Artemis Efstratiou

and 4 more

Using high-throughput sequencing for precise genotyping of multi-locus gene families, such as the Major Histocompatibility Complex (MHC), remains challenging, due to the complexity of the data and difficulties in distinguishing genuine from erroneous variants. Several dedicated genotyping pipelines for data from high-throughput sequencing, such as next-generation sequencing (NGS), have been developed to tackle the ensuing risk of artificially inflated diversity. Here, we thoroughly assess three such multi-locus genotyping pipelines for NGS data, using MHC class IIβ datasets of three-spined stickleback gDNA, cDNA, and “artificial” plasmid samples with known allelic diversity. We show that genotyping of gDNA and plasmid samples at optimal pipeline parameters was highly accurate and reproducible across methods. However, for cDNA data, the same configuration yielded decreased overall genotyping precision and consistency between pipelines.

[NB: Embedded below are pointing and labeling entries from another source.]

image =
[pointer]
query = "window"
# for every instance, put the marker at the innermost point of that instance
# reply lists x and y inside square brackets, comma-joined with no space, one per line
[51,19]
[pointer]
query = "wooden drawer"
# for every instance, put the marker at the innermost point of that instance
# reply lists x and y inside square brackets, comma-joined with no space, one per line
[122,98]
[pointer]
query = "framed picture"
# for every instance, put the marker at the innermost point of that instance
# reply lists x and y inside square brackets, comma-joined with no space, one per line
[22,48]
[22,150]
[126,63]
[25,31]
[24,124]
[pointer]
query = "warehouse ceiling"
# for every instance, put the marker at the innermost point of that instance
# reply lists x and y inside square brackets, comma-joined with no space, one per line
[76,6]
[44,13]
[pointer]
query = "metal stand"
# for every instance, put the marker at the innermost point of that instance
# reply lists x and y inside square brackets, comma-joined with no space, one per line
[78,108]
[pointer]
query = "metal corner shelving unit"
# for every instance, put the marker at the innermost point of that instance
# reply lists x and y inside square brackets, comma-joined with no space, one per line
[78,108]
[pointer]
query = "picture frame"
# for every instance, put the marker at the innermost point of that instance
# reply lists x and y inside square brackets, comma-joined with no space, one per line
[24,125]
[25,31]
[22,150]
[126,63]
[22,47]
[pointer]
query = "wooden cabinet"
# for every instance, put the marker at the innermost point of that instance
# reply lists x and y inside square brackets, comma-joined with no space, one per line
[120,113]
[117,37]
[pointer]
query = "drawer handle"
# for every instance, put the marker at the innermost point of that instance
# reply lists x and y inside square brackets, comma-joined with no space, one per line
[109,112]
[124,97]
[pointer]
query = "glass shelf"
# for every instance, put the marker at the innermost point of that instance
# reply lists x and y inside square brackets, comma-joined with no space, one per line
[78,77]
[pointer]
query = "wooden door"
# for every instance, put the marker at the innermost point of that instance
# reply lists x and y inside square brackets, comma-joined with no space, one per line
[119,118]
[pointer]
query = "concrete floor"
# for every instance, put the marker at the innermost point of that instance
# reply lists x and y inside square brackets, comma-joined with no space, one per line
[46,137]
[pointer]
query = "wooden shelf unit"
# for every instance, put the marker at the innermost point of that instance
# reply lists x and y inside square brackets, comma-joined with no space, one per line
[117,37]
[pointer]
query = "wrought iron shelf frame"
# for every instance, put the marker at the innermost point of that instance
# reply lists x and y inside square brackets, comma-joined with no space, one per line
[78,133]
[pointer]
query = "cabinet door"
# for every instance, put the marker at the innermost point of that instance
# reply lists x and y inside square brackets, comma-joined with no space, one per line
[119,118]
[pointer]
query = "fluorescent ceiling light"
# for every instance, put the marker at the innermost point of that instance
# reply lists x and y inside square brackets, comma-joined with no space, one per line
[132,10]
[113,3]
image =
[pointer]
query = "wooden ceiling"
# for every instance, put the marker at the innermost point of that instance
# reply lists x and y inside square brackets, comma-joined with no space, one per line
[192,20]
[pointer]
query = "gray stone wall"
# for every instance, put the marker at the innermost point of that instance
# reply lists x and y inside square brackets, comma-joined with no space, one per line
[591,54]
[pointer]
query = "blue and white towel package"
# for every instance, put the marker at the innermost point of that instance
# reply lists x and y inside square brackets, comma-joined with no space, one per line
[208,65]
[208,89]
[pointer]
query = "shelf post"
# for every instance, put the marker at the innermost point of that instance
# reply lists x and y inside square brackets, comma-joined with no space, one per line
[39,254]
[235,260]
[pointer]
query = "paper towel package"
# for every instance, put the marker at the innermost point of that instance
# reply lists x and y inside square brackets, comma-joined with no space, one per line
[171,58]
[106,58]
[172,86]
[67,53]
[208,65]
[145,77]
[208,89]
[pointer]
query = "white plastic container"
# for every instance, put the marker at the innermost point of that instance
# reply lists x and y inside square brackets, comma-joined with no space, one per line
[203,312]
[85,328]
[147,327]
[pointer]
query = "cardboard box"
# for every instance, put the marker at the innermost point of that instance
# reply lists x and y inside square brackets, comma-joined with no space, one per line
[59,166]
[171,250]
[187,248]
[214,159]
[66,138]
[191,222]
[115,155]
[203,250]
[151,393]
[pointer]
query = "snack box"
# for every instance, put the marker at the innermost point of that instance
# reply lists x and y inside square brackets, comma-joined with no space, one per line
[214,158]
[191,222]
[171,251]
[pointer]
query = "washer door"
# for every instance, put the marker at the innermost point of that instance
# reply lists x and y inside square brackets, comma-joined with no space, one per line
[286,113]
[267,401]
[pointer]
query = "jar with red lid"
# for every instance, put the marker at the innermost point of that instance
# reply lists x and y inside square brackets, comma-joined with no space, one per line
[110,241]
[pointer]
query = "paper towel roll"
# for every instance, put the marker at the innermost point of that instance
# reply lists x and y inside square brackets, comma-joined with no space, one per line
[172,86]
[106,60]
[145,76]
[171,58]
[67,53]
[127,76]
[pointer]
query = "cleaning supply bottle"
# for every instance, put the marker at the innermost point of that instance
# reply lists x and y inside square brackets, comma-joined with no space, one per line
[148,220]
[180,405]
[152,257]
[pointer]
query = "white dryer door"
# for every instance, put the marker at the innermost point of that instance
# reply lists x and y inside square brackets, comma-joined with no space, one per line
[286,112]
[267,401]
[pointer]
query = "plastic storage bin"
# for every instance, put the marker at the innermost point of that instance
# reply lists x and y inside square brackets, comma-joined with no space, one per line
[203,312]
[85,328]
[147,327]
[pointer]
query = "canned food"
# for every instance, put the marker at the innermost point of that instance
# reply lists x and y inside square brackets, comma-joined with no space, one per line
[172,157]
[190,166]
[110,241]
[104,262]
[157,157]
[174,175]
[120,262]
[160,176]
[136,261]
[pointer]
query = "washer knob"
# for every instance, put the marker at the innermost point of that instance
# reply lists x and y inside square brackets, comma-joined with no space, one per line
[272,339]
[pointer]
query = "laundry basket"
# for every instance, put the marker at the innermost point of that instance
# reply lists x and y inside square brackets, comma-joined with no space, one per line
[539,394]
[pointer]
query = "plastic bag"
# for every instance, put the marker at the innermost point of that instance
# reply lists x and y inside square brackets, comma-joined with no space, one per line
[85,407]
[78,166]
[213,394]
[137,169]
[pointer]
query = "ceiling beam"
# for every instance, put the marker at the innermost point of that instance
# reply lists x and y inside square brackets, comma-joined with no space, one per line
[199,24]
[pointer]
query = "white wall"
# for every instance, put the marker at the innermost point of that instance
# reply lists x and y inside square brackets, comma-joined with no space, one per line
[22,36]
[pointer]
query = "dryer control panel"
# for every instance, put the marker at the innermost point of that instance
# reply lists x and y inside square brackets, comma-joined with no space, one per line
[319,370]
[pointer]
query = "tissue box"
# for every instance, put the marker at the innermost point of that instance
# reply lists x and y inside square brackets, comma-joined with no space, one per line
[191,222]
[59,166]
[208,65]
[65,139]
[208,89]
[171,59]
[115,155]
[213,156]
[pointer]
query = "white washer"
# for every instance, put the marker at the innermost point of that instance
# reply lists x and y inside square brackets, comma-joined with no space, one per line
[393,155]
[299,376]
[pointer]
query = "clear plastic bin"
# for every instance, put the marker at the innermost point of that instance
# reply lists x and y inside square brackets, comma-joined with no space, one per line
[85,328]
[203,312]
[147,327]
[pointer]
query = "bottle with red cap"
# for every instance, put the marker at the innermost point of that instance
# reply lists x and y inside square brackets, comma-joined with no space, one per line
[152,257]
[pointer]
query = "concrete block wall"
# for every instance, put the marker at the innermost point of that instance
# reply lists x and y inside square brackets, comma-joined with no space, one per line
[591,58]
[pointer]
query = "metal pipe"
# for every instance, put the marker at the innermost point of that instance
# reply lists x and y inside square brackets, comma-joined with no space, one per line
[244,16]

Further adjustments of key clustering parameters were required tο account for higher error rates and larger variation in sequencing depth per allele, highlighting the importance of template-specific pipeline optimization for reliable genotyping of multi-locus gene families. Through accurate paired gDNA-cDNA genotyping and MHC-II haplotype inference, we show that MHC-II allele-specific expression levels correlate negatively with allele number across haplotypes. Lastly, sibship-assisted cDNA genotyping of MHC-I revealed novel variants and haplotype-based allelic segregation with a higher-than-previously-reported individual allelic diversity for MHC-I in sticklebacks. In conclusion, we here provide novel genotyping protocols for MHC-I and -II genes of the three-spined stickleback, but also evaluate the performance of popular NGS-genotyping pipelines and highlight the need for template-specific optimization for reliable multi-locus genotyping.